Massima allerta per Cala Luna a Dorgali e Isola Rossa a Trinità d'Agultu. Occhi puntati sui litorali del Sassarese

SASSARI. Litorali sardi a rischio. Crollano le scogliere e le spiagge continuano ad assottigliarsi mentre il mare avanza. In Sardegna sono 79 su 271 le spiagge sotto osservazione e 19 rischiano addirittura di sparire per sempre. Se non si corre subito ai ripari potremmo dimenticarci di prendere il sole sdraiati sulla sabbia bianchissima di Porto Palma, ad Arbus, e di Santa Margherita, a Pula. Potrebbero diventare un ricordo da cartolina anche Cala Mosca e il litorale del Poetto, a Cagliari. Per non parlare della spiaggia del riso, a Villasimius, famosa nel mondo per i suoi granelli di sabbia candidi proprio come i chicchi di riso.

Stessa sorte per le spiagge di Cala Gonone: a rischio c'è anche Cala Luna, una delle spiagge più belle del mondo teatro delle riprese della pellicola degli anni '70 "Travolti da un insolito destino nell'azzurro mare d'Agosto", diretto da Lina Wertmuller. E poi potrebbero sparire per sempre la spiaggia lunga di Isola Rossa, a Trinità d'Agultu, e San Pietro a mare, a Valledoria. In prima linea nella difesa dei litorali c'è la Regione che dal 2014 ad oggi ha messo sul piatto 18,4 milioni di euro per interventi di manutenzione ordinaria e straordinaria. Da Trinità d'Agultu a Badesi, dalla Marina di Sorso alla Pelosa, poi Alghero, Bosa, Tresnuraghes e Cuglieri. Scendendo ancora più a sud, a Cabras, Arbus, nel Sulcis fino alla costa di Villasimius.
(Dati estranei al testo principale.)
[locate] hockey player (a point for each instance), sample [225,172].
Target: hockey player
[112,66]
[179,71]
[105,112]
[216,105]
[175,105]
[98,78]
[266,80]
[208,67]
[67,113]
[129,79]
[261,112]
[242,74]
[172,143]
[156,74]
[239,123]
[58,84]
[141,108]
Cantieri aperti anche ad Arzachena, Palau, Baunei, Dorgali e Cardedu. A Bosa, ad esempio, è stata ripulita la foce del Temo e sono state sistemate delle barriere per proteggere le dune dalle mareggiate e dal vento. «La situazione è sotto controllo - ha più volte ribadito l'assessora regionale dell'Ambiente, Donatella Spano - La nostra attenzione sulle coste è massima anche dal punto di vista idrogeologico. Abbiamo a disposizione un piano dettagliato e sappiamo sempre dove intervenire».

La Regione partecipa anche al progetto mediterraneo "Maregot" finalizzato alla prevenzione dei rischi derivanti dall'erosione costiera. Per gli esperti sono sei i principali fattori che mettono a rischio i litorali: il moto ondoso, le coste alte e basse, la stabilità delle falesie, la presenza o meno della posidonia, l'incidenza delle strutture portuali e la tutela degli habitat. Il mese scorso la Sardegna ha firmato anche la Carta di Bologna, un documento che impegna le regioni mediterranee nelle politiche di tutela delle coste.